In this case, Obama and his Democratic allies are pushing a proposal that would delay the budget pain for 10 more months, replacing the across-the-board cuts with more targeted reductions as well as new tax revenue collected from taxpayers earning more than $1 million a year.

Republicans, however, have rejected any proposal that raises taxes and have sought an alternative that relies only on reducing federal spending. The Senate is expected to hold largely symbolic votes on both approaches when Congress returns next week from a weeklong Presidents Day recess.

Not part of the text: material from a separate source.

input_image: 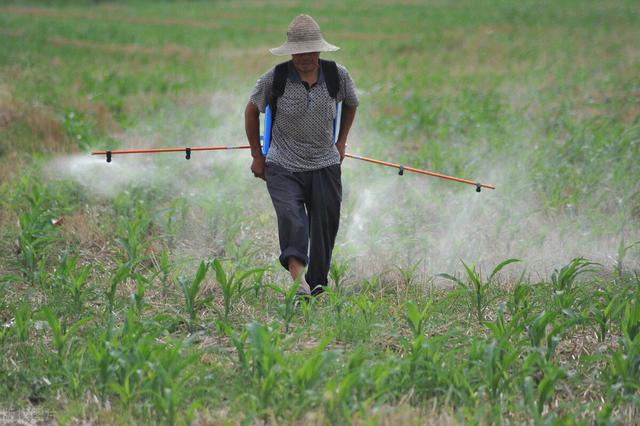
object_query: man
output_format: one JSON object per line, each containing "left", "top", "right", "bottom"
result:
{"left": 244, "top": 14, "right": 358, "bottom": 297}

The final round has 10 days to play out, but some say it’s likely to come with a new ending. After agreeing to raise tax rates on top earners in a year-end budget deal, breaking their decades-long pledge to refuse tax increases, many Republicans are in no mood to bend to the president’s will.

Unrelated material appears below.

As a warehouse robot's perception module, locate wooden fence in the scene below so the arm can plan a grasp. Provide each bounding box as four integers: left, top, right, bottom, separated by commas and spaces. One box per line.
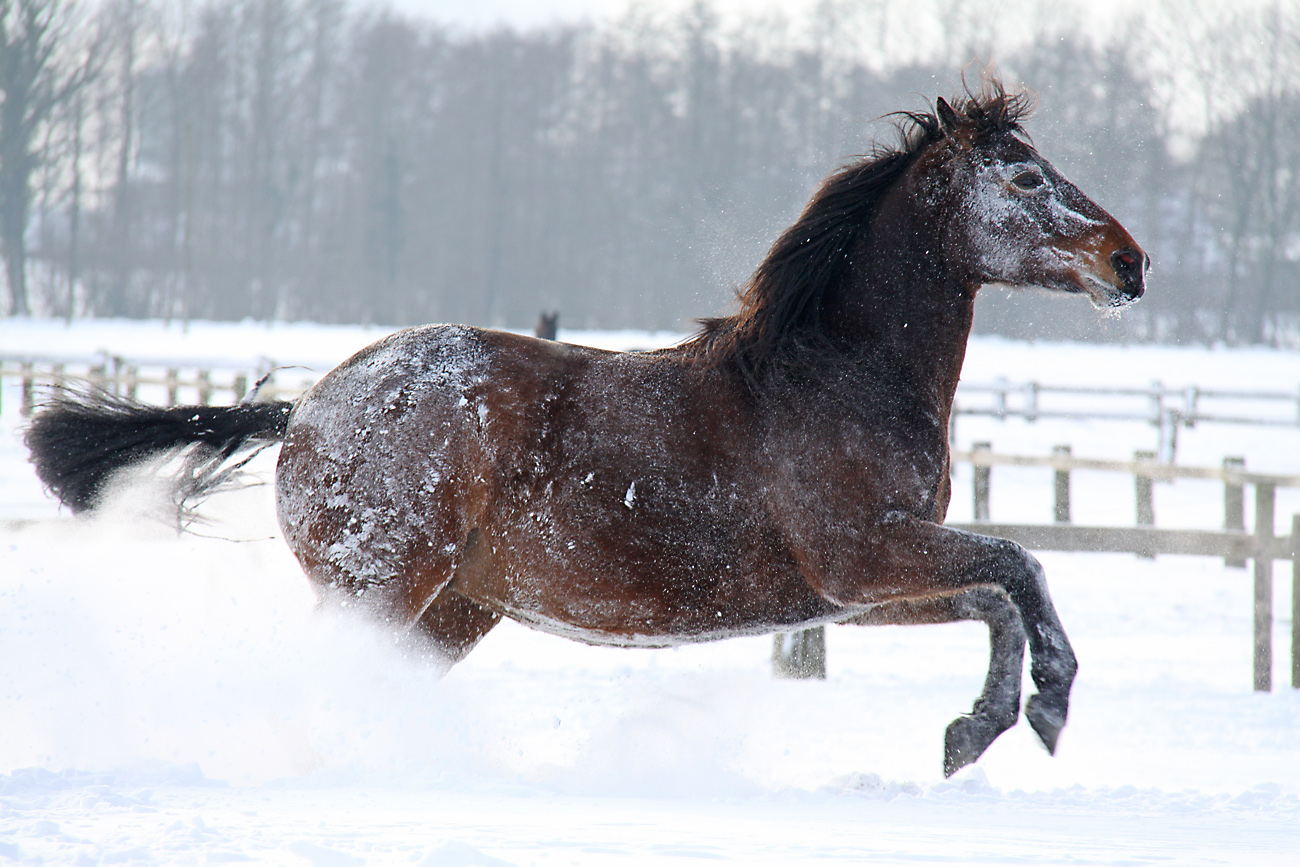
953, 379, 1300, 462
0, 352, 316, 415
4, 353, 1299, 440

“Just last month, the president got his higher taxes on the wealthy, and he’s already back for more,” House Speaker John A. Boehner (R-Ohio) said Tuesday. “The American people understand that the revenue debate is now closed.”

The current fight is just part of the larger debate over reaching an elusive deal that addresses the long-term drivers of the nation’s debt.

The parties seemed no closer on that front Tuesday. Obama hammered Republicans for rebuking what he calls his balanced approach and contended that they’d “rather have these cuts go into effect than close a single tax loophole for the wealthiest Americans. Not one.”

Republicans pushed back by asserting that they want to simplify the tax code, eliminating deductions and loopholes, but want to ensure that additional revenue raised is used toward deficit reduction, not new spending.

Two veteran budget hands, Erskine Bowles and Alan Simpson, inserted themselves into the standoff Tuesday, proposing a second long-term debt reduction plan.

Bowles, a Democrat and White House chief of staff under President Clinton; and Simpson, a Republican former senator from Wyoming, headed the National Commission on Fiscal Responsibility and Reform, which devised a wide-ranging plan in 2010. Although the full commission did not adopt the plan, the two co-chairmen since have become advocates for bipartisan compromise that uses tax increases, revenue and entitlement reforms to lower the debt.

Their new, four-part proposal would build on the budget-cutting steps the White House and Congress already have enacted. The pair called for entitlement and tax reform to produce about $2.4 trillion in deficit reduction and replace the $1.2 trillion in automatic spending cuts.

Congressional Republicans said Tuesday they were steeling themselves for the cuts to kick in and preparing to blame the president and Democrats for any damage.

“Too little, too late,” said Rep. Howard P. “Buck” McKeon (R-Santa Clarita), chairman of the House Armed Services Committee, of the president’s remarks. “He knows we’re not going to increase taxes. So it’s all political.”

Some top administration officials now believe that the March 1 cuts are inevitable and that Republicans won’t be ready to deal until their constituents begin to suffer — and complain about — the consequences.

The president’s latest strategy is to put pressure on Republicans now in hopes of shortening the time period the cuts are in effect if not preventing them altogether.

Obama’s attempt to put a human face on the so-called sequester cuts started with the firefighters and police on Tuesday; the effort will continue as the deadline draws near. Government agencies have some tools at their disposal to mute the effects of a short-term cut, said one senior official, but can’t prevent the interruption in services and layoff notices.

The private sector will also react to the cuts with layoffs, said the official, who requested anonymity to discuss the White House calculations.

If the White House can’t avert the cuts, it at least wants to pin the blame for them on Republicans.

“There is no question that this would set back the recovery and slow down job creation,” White House Press Secretary Jay Carney said Tuesday. “If we have one fundamental goal here in Washington, it should be to work towards growing the economy and increasing job creation, not doing unnecessary, arbitrary things to halt or reverse that process.”

Jim Puzzanghera and Richard Simon in the Washington bureau contributed to this report.